Exascale Systems Need Maximum Efficiency
We’ve recently seen a storage vendor trumpeting a modest installation and proudly comparing their performance favourably to a 4 year-old HDD-based system. Quite amazing that they managed only to get 30% more performance whilst using 100% flash (which offers 15x more BW per device and 5000x more IOPS). The real question is, how can it be so slow? You’ll find the answer below.
DDN on the other hand has been shipping the largest All Flash Systems for the largest AI Supercomputers in the world this month. We show 30X performance per rack unit compared to these NFS based systems.
And there is talk of EXAScale too…
What does EXAScale really mean when it comes to storage? I presented on this topic recently and I claim that it comes down to efficiency and robustness at scale. Datacenters are usually power limited and storage can be a maker or breaker of total datacenter productivity and efficiency. Look at this short quote from the second fastest production supercomputer storage system in the world:
“The Leonardo supercomputer delivers game-changing AI and HPC performance for the betterment of European research. This kind of power needs an extremely well-optimized storage environment to gain maximum efficiency,” said Mirko Cestari, HPC and Cloud technology coordinator at CINECA. “We chose DDN because of its ability to accelerate all stages of the AI and HPC workloads lifecycle.” – Source
- Extremely well-optimized storage environment to gain maximum efficiency
The storage is driving efficiencies through the entire datacentre. Applications waiting on storage burn energy and limit productivity - Ability to accelerate all stages of the AI and HPC workloads lifecycle.
That means ingest, preparation, deep learning, checkpointing, post-processing, etc etc and needs the full spectrum of IO patterns to be served well.

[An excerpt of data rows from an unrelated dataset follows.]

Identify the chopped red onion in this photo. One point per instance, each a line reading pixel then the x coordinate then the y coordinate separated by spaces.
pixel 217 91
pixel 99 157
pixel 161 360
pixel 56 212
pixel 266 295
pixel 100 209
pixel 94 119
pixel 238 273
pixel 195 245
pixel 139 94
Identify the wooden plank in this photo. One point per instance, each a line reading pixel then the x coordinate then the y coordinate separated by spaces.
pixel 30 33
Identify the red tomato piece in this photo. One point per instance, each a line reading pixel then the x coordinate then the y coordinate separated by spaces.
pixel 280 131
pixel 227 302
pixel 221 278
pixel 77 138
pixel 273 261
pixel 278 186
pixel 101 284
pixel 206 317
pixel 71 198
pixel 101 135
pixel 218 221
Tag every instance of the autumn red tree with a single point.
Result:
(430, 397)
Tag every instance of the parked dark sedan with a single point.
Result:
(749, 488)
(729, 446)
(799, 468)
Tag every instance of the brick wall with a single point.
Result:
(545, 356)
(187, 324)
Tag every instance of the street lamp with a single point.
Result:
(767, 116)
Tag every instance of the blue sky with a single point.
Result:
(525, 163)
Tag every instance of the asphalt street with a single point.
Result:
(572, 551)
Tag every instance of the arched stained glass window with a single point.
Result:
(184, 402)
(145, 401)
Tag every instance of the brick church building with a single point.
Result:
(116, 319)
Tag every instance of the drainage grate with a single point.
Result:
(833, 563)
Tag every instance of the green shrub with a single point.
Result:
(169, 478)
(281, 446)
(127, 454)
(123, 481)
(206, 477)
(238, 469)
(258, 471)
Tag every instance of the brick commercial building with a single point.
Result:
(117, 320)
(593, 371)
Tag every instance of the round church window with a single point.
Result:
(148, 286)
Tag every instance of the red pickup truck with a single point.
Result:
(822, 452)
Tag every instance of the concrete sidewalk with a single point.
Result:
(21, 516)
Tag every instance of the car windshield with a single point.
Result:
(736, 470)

Let’s look at what applications really do on large scale supercomputers. A recent paper used Darshan to characterize the IO patterns of over 23,000 machine learning jobs across 9 disciplines. It’s interesting to note that write performance is just as important as read performance, and also the vast majority of IO calls are sub 1 MB. This calls for a storage system which demonstrates both strong IOPs and balanced read and write capabilities as well as other attributes. And the larger the system (think EXAScale) the more critical these capabilities become.
This is underlined by NVIDIA’s Prethvi Kashinkunti, Senior Data Center Systems Engineer discussing their process of working with DDN:
“Having the storage technology that can provide the appropriate amount of bandwidth both for reads and for writes is critical to make sure we maintain efficiency”
Delivering the hardware capabilities of modern devices into applications is the key. Today’s NFS/QLC architectures do not deliver due to inherent inefficiencies in the architecture.
By bottlenecking write IO into a limited set of devices, and by requiring all writes to be tiered and subsequently collected and rewritten to QLC flash means that both efficiency is halved and the writes are very low. How low? Below is an example of a DDN and an NFS/QLC system performing 800GB/s of write performance.
It’s the same story for IOPS. DDN offers 30X more IOPS per Rack Unit compared to NFS/QLC alternatives. DDN manages to expose to applications the underlying hardware device performance by enabling a full parallel data path from client to data with no unnecessary data movements. The DDN intelligent client enables scaling today to the very largest of compute systems.
Up until recently your only choices for QLC storage failed massively on IOPS, throughput, metadata and latency, wasting your productivity and datacenter energy. DDN’s new parallel scale out platform with QLC changes all that delivering full DDN parallel performance to ensure AI and HPC infrastructure hits the highest efficiencies and without the additional complexity of scale out NAS. High Performance QLC starts NOW!